If the origin of the European Union lies in the national form, it is because everything of importance that evolved on our continent from the fourteenth century on was produced, or at least conditioned, by this form. This form is in fact so resilient that it has been able to accommodate, within its recognizable bounds, the feudal monarchy, absolute monarchy, and the democratic republic. Thus when I read King John, I recognize my English neighbors, just as they recognize me when they read about Joan of Arc. It is this resilience that gave the national form a decisive edge against its two great competitors in the fateful contest between political forms: The city and the empire. We must recognize this most elementary fact: Despite the prestige of the Greek city and early Roman Republic on the one hand, and the undying glory of the Roman Empire on the other, from the fourteenth century on the nation has constituted the only form in which European peoples were able to make sense of their lives.

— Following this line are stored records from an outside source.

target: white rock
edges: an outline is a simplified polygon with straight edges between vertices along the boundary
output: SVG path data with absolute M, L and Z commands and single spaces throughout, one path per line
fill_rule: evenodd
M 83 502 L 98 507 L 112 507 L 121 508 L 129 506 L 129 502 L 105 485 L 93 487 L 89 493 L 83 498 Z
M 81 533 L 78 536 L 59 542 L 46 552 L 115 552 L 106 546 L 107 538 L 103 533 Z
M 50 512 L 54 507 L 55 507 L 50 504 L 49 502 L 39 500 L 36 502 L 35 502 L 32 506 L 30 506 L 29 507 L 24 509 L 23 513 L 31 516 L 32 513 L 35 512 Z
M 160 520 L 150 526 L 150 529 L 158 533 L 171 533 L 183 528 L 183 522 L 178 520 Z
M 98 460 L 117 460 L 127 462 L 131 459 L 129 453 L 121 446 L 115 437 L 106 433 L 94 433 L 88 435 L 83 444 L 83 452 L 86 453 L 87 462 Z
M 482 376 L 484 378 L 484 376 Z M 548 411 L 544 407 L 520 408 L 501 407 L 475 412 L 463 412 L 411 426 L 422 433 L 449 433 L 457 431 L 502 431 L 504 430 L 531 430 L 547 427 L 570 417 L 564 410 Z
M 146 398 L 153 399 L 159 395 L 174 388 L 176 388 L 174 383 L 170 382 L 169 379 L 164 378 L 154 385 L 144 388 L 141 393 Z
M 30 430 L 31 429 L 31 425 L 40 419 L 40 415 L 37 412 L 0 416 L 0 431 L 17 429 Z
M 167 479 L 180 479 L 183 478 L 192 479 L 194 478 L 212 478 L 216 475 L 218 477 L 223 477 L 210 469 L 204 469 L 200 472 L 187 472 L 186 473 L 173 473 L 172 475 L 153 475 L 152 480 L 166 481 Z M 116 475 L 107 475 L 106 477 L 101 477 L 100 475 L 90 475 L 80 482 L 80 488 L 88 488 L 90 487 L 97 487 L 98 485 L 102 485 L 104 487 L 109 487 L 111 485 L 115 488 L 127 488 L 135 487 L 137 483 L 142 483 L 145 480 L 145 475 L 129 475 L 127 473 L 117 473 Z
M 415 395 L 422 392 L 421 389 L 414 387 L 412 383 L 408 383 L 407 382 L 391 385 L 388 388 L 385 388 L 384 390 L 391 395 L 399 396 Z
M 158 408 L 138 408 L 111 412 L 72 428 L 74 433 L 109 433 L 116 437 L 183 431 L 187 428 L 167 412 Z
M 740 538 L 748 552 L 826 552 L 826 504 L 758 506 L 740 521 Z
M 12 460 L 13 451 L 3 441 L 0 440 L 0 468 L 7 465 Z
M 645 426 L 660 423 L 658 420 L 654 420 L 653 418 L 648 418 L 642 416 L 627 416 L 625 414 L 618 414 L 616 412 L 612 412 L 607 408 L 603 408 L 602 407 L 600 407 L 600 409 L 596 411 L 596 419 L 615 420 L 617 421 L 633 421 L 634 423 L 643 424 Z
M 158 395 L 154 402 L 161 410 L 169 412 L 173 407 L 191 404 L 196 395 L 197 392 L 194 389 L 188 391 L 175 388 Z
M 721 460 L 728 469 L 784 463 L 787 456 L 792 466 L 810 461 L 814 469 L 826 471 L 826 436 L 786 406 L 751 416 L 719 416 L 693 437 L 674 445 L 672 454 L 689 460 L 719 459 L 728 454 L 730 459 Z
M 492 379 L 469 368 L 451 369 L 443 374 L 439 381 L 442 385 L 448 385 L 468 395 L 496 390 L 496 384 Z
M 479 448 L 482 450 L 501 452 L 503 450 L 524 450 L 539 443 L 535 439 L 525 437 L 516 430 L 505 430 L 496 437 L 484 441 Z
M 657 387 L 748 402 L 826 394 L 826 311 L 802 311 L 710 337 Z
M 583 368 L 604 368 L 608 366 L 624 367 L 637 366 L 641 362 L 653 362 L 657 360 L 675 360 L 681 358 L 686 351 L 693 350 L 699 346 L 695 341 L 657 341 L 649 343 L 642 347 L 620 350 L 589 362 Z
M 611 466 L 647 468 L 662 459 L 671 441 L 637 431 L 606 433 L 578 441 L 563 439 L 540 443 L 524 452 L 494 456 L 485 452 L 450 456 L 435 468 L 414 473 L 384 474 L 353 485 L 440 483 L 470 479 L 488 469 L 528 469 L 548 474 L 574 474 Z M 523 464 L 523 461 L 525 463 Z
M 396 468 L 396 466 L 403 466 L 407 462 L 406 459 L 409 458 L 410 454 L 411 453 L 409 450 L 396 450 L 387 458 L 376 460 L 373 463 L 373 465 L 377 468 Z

Therefore, when Thomas Aquinas was teaching in Paris, Europe existed at least as much as it exists today. But the European peoples would soon choose the national form, because only by means of this form could they strike the right balance between liberty and civility—the balance that is the enduring secret of our continent, so long as we remain faithful to its genius. Through the nation, we were able to keep at arm’s length the promiscuous tumult and narrow parochialism of cities, as well as the brutal aloofness and indiscriminate embrace of empires. Only by means of our nations were we able to be “good Europeans.” To round off this point, it is convenient to add that since the beginning of civilization, man has lived in one of three political forms: City, empire, or nation. A rather limited range of choice indeed, which should give pause to those who are tempted to discard our good old nations so glibly.
Following the development of European history—and I admit this is a bird’s-eye perspective—I am naturally compelled to take up the theme raised most frequently and justifiably by people who view the European enterprise with skepticism. Democracy, as we understand it, came into being within the framework of the nation. When European peoples toredown the monarchic and aristocratic scaffolding that supported their several civil associations, they were able to govern themselves, indeed to continue living together, because citizens could regard one another as members of the same nation. I admit thatthe relation between nation and democracy is difficult to ascertain. It is no doubt a highly dynamic and volatile one: On the one hand, the democratic movement multiplied the power of European nations while the nation gave “flesh” to the democratic abstractions “general will” and “sovereignty of the people.” On the other hand, the nation was the democratic alternative to democracy—that is, the alternative to democracy in a democratic context—since the enemies of the democratic movement, the “reactionaries” or “nationalists” proper, had recourse to national passions in their rejection of the passions of equality and liberty, and could thus turn the tide of democracy against itself. In sum, the nation gives democracy a body, which can then become democracy’s worst enemy.